Jean Alice Harrison Miller Profile Photo
1919 Jean 2023

Jean Alice Harrison Miller

April 9, 1919 — January 17, 2023

Jean Alice Harrison Miller, born April 9, 1919, was the oldest child of Carl Warner Harrison and Ida Bloom Harrison. She was born in Magna, Utah. When Jean was just eight years old her father was taken from the family due to an auto accident.  Her life became harder as she took on the role of tending her four younger siblings when her mother had to go to work. Though her mother was educated, work was difficult to obtain, since jobs generally went to men as the sole support of most families. Ida took what she could get; jobs that included taking in washing and ironing, cleaning homes, serving food in other people's homes and cleaning movie theaters in downtown Salt Lake City. Sometimes she didn't get home until nine or ten o'clock at night. 

Luckily the little family lived near Ida's relatives, and they looked after one another. One of Jean's favorite memories was of her grandmother Bloom taking her on streetcar rides to the end of the line and back. At one time the family lived in a duplex near railroad tracks, they heated water on a coal stove and collected coal “clinkers” that fell from the coal cars. Of course, there was the traditional outdoor plumbing behind the home.

She and her two sisters played together, made hollyhock ballerinas and Jean dreamed of becoming a dancer. As she became a teen, she was able to make money child tending and other ways. She took dance lessons at the Martel studio in Salt Lake. This gave her confidence on stage and, billed as The Figurettes, she and her friend Helen Welti danced soft shoe duets, wearing costumes made of cellophane. Another dance featured them holding little cocktail glasses that were supposed to be filled with the bubbly. Harold (Hal) Miller, who later became her husband, drilled holes in the glass bases at the bottom of the stems, ran thin wires through them to tiny battery powered bulbs in the glasses.

She and Helen eventually landed jobs in the Will Rock Traveling Magic Show. The girls were about the same size, so they became the woman who was sawed in two. Jean said she was mostly “the feet”. They crisscrossed the United States for about a year and a half, and she regularly sent money back home to Ida. When World War II began, the “boys” in the show left for the armed forces and the show disbanded. She married Hal in 1942 and began the family that eventually counted three sons. 

While they still lived in Salt Lake City, Jean became a member of the Church of Jesus Christ of Latter-day Saints and, as she often said, “I was baptized a member and never looked back.” She sought to maintain a cheerful countenance and kept worries to herself. 

Jean took on different interests and was active in acting as a judge in the voting process in Mar Vista, California.
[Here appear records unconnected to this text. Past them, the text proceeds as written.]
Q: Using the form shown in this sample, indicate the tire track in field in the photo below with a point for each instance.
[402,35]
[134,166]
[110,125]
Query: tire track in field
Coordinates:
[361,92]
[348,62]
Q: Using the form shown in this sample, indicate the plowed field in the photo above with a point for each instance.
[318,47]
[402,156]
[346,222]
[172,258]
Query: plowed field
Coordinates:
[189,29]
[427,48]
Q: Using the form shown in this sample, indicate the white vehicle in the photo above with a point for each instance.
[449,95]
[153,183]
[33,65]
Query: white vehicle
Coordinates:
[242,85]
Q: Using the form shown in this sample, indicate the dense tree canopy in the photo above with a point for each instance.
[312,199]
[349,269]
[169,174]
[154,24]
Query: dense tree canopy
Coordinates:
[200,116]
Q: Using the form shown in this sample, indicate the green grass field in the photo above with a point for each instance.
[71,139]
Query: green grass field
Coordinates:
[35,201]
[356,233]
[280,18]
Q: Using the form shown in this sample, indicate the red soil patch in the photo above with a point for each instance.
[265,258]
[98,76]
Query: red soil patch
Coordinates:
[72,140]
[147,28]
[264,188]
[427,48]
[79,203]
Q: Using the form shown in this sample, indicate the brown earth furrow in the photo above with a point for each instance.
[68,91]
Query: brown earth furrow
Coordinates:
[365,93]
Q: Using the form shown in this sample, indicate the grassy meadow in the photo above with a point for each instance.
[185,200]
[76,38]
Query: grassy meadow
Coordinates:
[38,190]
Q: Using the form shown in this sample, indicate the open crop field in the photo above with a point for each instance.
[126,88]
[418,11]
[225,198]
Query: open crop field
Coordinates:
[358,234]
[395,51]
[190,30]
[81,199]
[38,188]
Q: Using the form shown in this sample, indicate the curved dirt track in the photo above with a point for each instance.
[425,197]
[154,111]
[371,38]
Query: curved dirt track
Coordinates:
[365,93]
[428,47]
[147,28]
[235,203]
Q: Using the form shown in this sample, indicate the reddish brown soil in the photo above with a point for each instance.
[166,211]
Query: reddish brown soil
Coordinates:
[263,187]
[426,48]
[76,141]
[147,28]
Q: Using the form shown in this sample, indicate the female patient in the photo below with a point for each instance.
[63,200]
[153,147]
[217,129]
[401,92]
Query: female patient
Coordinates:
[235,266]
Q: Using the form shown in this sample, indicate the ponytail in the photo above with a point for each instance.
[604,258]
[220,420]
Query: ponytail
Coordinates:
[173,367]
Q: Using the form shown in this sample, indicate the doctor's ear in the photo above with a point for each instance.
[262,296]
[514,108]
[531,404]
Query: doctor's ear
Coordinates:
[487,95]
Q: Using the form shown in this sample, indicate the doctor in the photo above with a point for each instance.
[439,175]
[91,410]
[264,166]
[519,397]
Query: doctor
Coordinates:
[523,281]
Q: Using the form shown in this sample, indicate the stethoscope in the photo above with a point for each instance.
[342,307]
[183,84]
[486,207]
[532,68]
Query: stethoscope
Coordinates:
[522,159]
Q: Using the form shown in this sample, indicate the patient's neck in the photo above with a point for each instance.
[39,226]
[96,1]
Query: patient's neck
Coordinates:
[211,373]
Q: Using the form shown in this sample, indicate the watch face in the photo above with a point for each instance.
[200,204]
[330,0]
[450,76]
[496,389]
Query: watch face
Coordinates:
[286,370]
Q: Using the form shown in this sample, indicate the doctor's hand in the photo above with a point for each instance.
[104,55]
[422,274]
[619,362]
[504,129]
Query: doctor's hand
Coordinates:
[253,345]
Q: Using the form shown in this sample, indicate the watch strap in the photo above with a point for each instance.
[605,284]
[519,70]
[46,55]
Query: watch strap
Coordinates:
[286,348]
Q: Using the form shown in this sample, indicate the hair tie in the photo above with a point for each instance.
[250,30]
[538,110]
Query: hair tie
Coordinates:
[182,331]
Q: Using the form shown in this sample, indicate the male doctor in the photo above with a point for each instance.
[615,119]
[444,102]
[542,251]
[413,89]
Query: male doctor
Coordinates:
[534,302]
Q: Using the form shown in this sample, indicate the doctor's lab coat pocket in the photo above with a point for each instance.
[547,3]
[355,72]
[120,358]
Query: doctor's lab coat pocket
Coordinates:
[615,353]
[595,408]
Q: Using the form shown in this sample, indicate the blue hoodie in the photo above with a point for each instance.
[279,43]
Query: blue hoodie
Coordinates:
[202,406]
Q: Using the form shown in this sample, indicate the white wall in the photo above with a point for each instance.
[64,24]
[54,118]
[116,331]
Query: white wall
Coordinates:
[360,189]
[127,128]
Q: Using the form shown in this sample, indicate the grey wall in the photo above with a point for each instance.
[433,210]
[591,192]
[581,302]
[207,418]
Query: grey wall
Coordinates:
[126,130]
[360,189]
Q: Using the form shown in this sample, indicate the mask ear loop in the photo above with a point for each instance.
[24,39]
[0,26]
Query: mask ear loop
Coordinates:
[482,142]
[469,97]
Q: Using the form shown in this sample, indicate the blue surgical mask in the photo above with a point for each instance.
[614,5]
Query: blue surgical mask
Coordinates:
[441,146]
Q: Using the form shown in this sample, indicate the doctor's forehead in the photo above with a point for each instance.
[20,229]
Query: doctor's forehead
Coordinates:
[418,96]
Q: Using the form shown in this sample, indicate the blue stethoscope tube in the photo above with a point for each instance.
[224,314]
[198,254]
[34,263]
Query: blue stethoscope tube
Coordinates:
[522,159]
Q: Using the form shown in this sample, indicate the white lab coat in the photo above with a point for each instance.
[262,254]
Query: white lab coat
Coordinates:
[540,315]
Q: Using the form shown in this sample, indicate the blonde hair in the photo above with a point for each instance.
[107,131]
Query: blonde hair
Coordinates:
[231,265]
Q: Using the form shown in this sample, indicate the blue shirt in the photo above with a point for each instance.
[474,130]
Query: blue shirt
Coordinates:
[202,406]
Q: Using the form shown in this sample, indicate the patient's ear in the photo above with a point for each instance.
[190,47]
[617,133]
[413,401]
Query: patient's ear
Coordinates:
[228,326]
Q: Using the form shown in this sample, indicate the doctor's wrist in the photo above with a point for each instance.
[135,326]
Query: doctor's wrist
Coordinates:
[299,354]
Jean learned to drive after the age of fifty. She decided to go the local college and brush up on certain skills and was told by the female instructor that she should make room for a younger student because she was too old to learn what was current. Jean surprised that teacher by getting the best grades in the class.

Jean always maintained an active life, exercised, walked briskly and even in her nineties she attended yoga classes and took advantage of exercise tapes. At her ninetieth birthday celebration she could still play kickball with the grandchildren of the family. 

Jean moved to Carlsbad, California in 2008 when she was eighty-nine years old, said goodbye to her Mar Vista home of fifty-six years, and once again, “never looked back”. She passed away at her home in Carlsbad on Tuesday, January 17, 2023. A memorial service will be held January 21, 2023 in Carlsbad, California. She will rest in peace in the Mount Olivet Cemetery in Salt Lake City near her mother, father and many family members on January 24, 2023.

Jean is survived by her three sons, Ron (Barbara) Miller, Roger (Lydia) Miller, Rex (Laura) Miller, her two brothers, Ralph Harrison, Carl Harrison, many grandchildren as well as great grandchildren and great-great grandchildren. She was preceded in death by her parents Carl Warner Harrison and Ida Bloom Harrison, her husband, Harold Ezra Miller, her sisters Annette Harrison, Inez “Elaine” Harrison Molyneux, and her granddaughter Megan Miller.

In lieu of flowers, please donate to a charity of your choice in Jean’s honor.